昨日の昼書いたauとソフトバンクの通信速度の違いは、
両者の最速のサービスを比較したものになってしまいました。
私はてっきりauはWIN HIGH SPEED対応でくると思ったのですが、想像以上にauの電波は余裕ないみたいですね。
auのiphone4Sではなんと、EVO-DO.REV-Aを使用するとのこと。
そのため、下り最大3.1Mbps、上り最大で1.8Mbps。
初期androidのIS03と同じです。
新機種でデータ通信が大幅にデグレードするって話、初めて聞いたかもしれません。
これではどんなにiphone4Sがリッチな端末でも
その性能をいかんなく発揮することは難しいと言わざるを得ません。
逆にソフトバンク側のiphone4Sは下り最大14Mbpsで、上り最大5.76Mbps。
現在の3G HIGH SPEEDよりも通信速度を上げて来ました。
ではなぜこのようなことが起こるのか少し書かせていただきます。
auは第二世代の携帯電話から第三世代の携帯電話に移行する時に
第二世代の最終形としてcdmaOneというサービスを開始しました。
cdmaOneは第二世代の携帯電話としては画期的な方法で、
「電波が切れにくい状態」を作ることに成功。当時、電波最強はauでした。
cdmaOneはそのあとに続く第三世代通信規格CDMA-2000系のベースとなる技術です。
cdmaOne→CDMA2000系を採用する理由は第三世代への切り替えコストが安く済むということでした。
auが出すiphone4Sで下り3.1Mbpsまでしか出ないという運命ははこの時に決まったと言っても過言ではありません。
CDMA-2000という通信規格は狭い帯域を束ねて使う通信規格であることから
ナローバンドCDMAと言われています。
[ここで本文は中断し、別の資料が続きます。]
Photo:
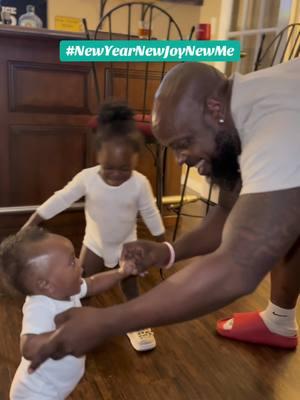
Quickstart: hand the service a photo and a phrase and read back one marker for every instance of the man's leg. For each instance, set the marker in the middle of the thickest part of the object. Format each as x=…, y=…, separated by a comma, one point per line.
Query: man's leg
x=276, y=325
世界ではこの通信規格を利用している通信会社は
どちらかといえば少数派で、北米、南米の一部、韓国、中国の一部等で使われています。
auが現在多くの端末で採用している高速パケット通信の規格はCDMA2000 1x EV-DO Rev.Aというもので、これは1.25Mhz帯の電波帯を利用します。
auのandroid端末では、WIN HIGHSPEEDと銘打って、Rev.Aを拡張した帯域を3本束ねて
下り最大9.2Mbpsという通信速度を誇っていました。
iphone4Sはてっきりここに合わせてくるのであろうと考えていましたが、まさかのRev.A。
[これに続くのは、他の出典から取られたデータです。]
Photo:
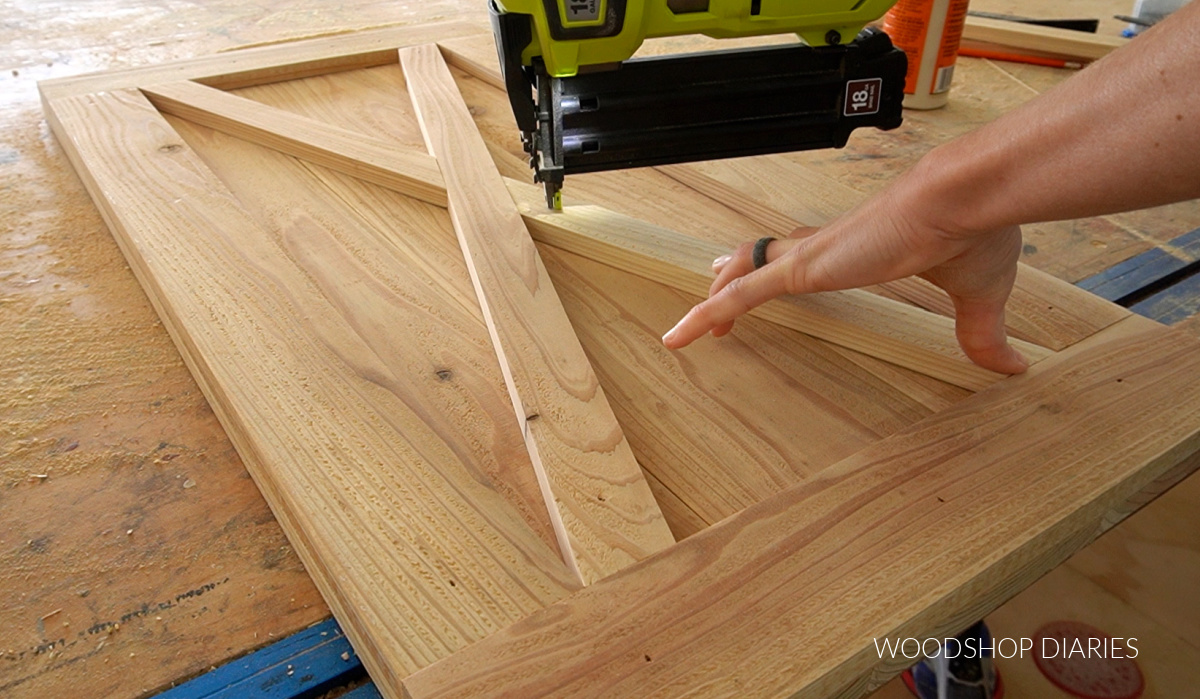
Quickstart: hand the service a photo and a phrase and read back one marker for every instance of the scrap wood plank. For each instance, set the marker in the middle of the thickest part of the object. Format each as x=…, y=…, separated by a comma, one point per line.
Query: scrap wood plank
x=1062, y=42
x=783, y=195
x=918, y=535
x=375, y=479
x=591, y=478
x=402, y=169
x=864, y=322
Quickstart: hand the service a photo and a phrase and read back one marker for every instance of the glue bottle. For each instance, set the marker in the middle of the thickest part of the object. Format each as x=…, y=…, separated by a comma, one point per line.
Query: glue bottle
x=929, y=33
auはandroidを大々的に販売してきたこともありデータ通信量が爆発的に増え、電波資源に余裕がないということがうかがえます。
もしフルスピードをiphone4S向けに解放すると、auの回線はきっとパンクしてしまって、
ものすごく制限をかけざるを得なくなって、やっぱり遅くなってしまったであろうと考えられます。
だから初めから制限をかけた状態で発売するのですね。
結果的には同じことですが、システムを安定稼働させるためのやむを得ない決断だったと思います。
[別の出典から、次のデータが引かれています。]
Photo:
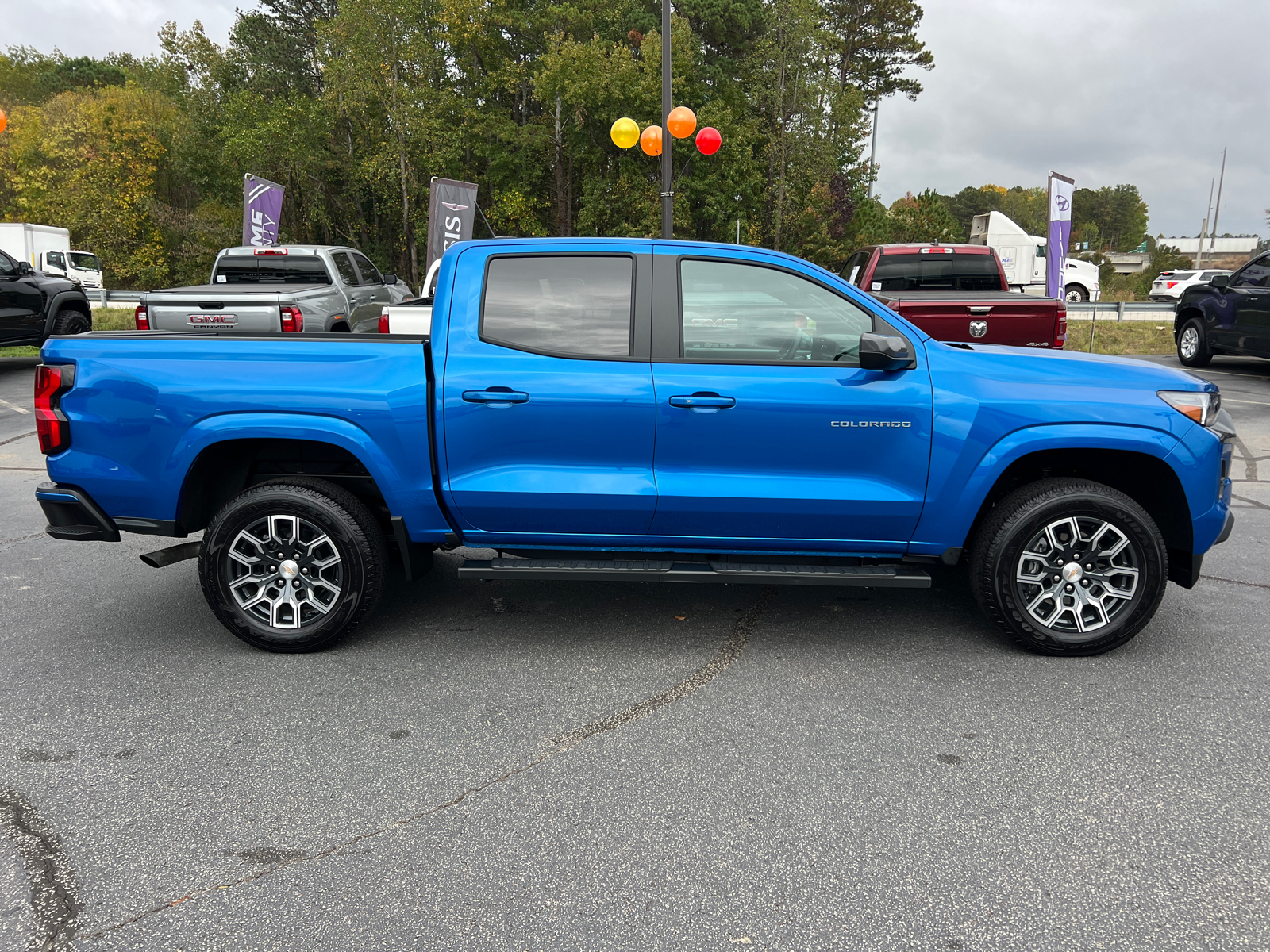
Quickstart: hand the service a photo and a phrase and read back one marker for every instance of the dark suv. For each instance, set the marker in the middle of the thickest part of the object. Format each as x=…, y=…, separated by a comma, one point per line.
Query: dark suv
x=35, y=306
x=1229, y=315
対して、ソフトバンクはワイドバンド(広い帯域)と呼ばれる通信規格で、
最大5Mhz帯の電波を利用するW-CDMAというデータ通信規格を採用しています。
これは北欧やアジア圏を中心に普及していたGSMという
第二世代携帯電話の規格をベース作られた第三世代携帯電話の通信規格です。
太い管を用意してデータの通信速度を上げるという方法です。
高速パケット通信の規格はHSPAと言われています。
現在、NTTdocomoも同じ通信規格を採用しており、国内で販売されている
スマートフォンの最新端末の多くは下り最大3.6Mbpsや7.2MBpsの通信速度を利用していました。
端末は2年縛りでの購入になると考えられます。
2年後にはLTEと言われる第四世代携帯電話が登場したり、
docomoのXiやソフトバンクのウルトラSPEEDが通信速度を30Mbps前後まで上げてくることも
可能性としては想定できます。
これから2年間程度付き合っていくには、3.1Mbpsではちょっと辛いとしか言いようがありません。
ソフトバンクがiphoneユーザー向けにWifiスポットを無料で開放しているように、
auもiphoneユーザーにWiMAXを無料で提供するくらいのことをしなければ、
思ったようには顧客の獲得をすることはできないのではないでしょうか。